Por Lúcio Flávio Pinto.
Eram oito horas da noite. A “senhorita Andreza” caminhava com uma prima pela avenida Independência, na Cabanagem, bairro limítrofe entre Belém e Ananindeua, com 40 mil habitantes. Uma motocicleta com dois homens, sem capacete nem capuz, se aproximam. Andreza começa a correr, procurando fugir.
Está próxima da sua casa, numa das muitas vielas da região metropolitana da capital paraense. Correndo recebe na perna o primeiro tiro e cai. Está acuada, sem saída, em frente a um lava-jato. O carona desce e faz mais disparos. O último, a pouca distância, na cabeça, para arrematar o “serviço”. Com um pouco mais de sorte, ela teria chegado à delegacia de polícia, bem perto dali.
O noticiário da imprensa de Belém continuaria a ser anódino, como na abordagem da maioria dos crimes praticados diariamente numa das cidades mais violentas e perigosas do mundo.

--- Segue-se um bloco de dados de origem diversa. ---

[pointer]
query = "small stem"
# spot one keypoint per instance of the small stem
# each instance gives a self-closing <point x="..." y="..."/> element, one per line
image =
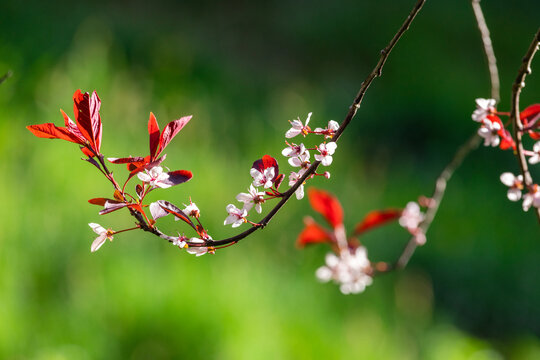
<point x="518" y="85"/>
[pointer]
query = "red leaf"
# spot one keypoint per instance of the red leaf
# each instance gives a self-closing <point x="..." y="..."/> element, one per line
<point x="313" y="233"/>
<point x="529" y="113"/>
<point x="266" y="162"/>
<point x="377" y="218"/>
<point x="99" y="201"/>
<point x="153" y="131"/>
<point x="178" y="177"/>
<point x="112" y="205"/>
<point x="170" y="132"/>
<point x="86" y="109"/>
<point x="173" y="209"/>
<point x="50" y="131"/>
<point x="327" y="205"/>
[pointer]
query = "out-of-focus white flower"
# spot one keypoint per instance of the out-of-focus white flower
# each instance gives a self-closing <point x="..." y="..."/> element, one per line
<point x="532" y="198"/>
<point x="254" y="197"/>
<point x="155" y="177"/>
<point x="293" y="178"/>
<point x="298" y="128"/>
<point x="351" y="270"/>
<point x="236" y="216"/>
<point x="484" y="107"/>
<point x="489" y="131"/>
<point x="197" y="250"/>
<point x="264" y="179"/>
<point x="326" y="151"/>
<point x="411" y="217"/>
<point x="191" y="210"/>
<point x="180" y="241"/>
<point x="535" y="159"/>
<point x="515" y="184"/>
<point x="103" y="233"/>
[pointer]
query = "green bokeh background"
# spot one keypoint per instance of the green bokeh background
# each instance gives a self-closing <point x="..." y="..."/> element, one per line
<point x="243" y="68"/>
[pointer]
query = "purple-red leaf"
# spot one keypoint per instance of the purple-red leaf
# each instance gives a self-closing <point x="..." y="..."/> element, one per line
<point x="112" y="205"/>
<point x="170" y="132"/>
<point x="153" y="131"/>
<point x="50" y="131"/>
<point x="377" y="218"/>
<point x="327" y="205"/>
<point x="173" y="209"/>
<point x="86" y="109"/>
<point x="177" y="177"/>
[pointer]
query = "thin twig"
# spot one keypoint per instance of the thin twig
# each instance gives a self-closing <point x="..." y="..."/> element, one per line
<point x="377" y="71"/>
<point x="463" y="151"/>
<point x="519" y="84"/>
<point x="488" y="49"/>
<point x="438" y="194"/>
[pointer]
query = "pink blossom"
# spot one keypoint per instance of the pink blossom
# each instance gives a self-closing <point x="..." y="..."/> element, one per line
<point x="326" y="151"/>
<point x="253" y="197"/>
<point x="298" y="128"/>
<point x="351" y="270"/>
<point x="155" y="177"/>
<point x="484" y="107"/>
<point x="103" y="233"/>
<point x="535" y="158"/>
<point x="293" y="178"/>
<point x="236" y="216"/>
<point x="515" y="183"/>
<point x="532" y="198"/>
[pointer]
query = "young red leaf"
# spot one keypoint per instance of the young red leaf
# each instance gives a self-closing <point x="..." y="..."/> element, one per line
<point x="153" y="131"/>
<point x="377" y="218"/>
<point x="86" y="109"/>
<point x="327" y="205"/>
<point x="170" y="132"/>
<point x="50" y="131"/>
<point x="266" y="162"/>
<point x="313" y="233"/>
<point x="99" y="201"/>
<point x="112" y="205"/>
<point x="178" y="177"/>
<point x="173" y="209"/>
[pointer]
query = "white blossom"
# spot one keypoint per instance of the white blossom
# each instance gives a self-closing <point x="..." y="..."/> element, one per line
<point x="515" y="184"/>
<point x="103" y="233"/>
<point x="532" y="198"/>
<point x="297" y="127"/>
<point x="254" y="197"/>
<point x="236" y="216"/>
<point x="483" y="108"/>
<point x="351" y="270"/>
<point x="535" y="159"/>
<point x="488" y="131"/>
<point x="154" y="177"/>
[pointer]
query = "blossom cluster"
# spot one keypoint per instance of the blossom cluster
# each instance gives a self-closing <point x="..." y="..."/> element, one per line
<point x="265" y="171"/>
<point x="348" y="264"/>
<point x="494" y="133"/>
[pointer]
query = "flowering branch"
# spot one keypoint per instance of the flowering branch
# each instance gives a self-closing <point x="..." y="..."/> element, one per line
<point x="377" y="72"/>
<point x="518" y="85"/>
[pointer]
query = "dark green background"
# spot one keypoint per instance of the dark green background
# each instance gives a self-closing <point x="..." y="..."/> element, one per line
<point x="243" y="68"/>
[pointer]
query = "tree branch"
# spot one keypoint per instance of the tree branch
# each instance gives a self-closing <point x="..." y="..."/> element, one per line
<point x="518" y="85"/>
<point x="376" y="72"/>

Mas a “senhorita Andreza”, de 22 anos, teve um ano e meio de vida pública. Foi famosa, à maneira dos Big-Brother platinados.
Sua biografia incluiu ser pobre, vida marginal, nem bonita nem feia. Perfil típico da periferia: roupa sumária, cabelos tingidos, rosto fortemente pintado. Uso de drogas, participação no mundo da criminalidade, linguagem estereotipada do submundo, mãe precoce, vida em comum com um criminoso, sem emprego, instrução primária – mas desembaraço, inteligência, raciocínio rápido, oportunismo, nenhum preconceito, nem moral, muito menos ético.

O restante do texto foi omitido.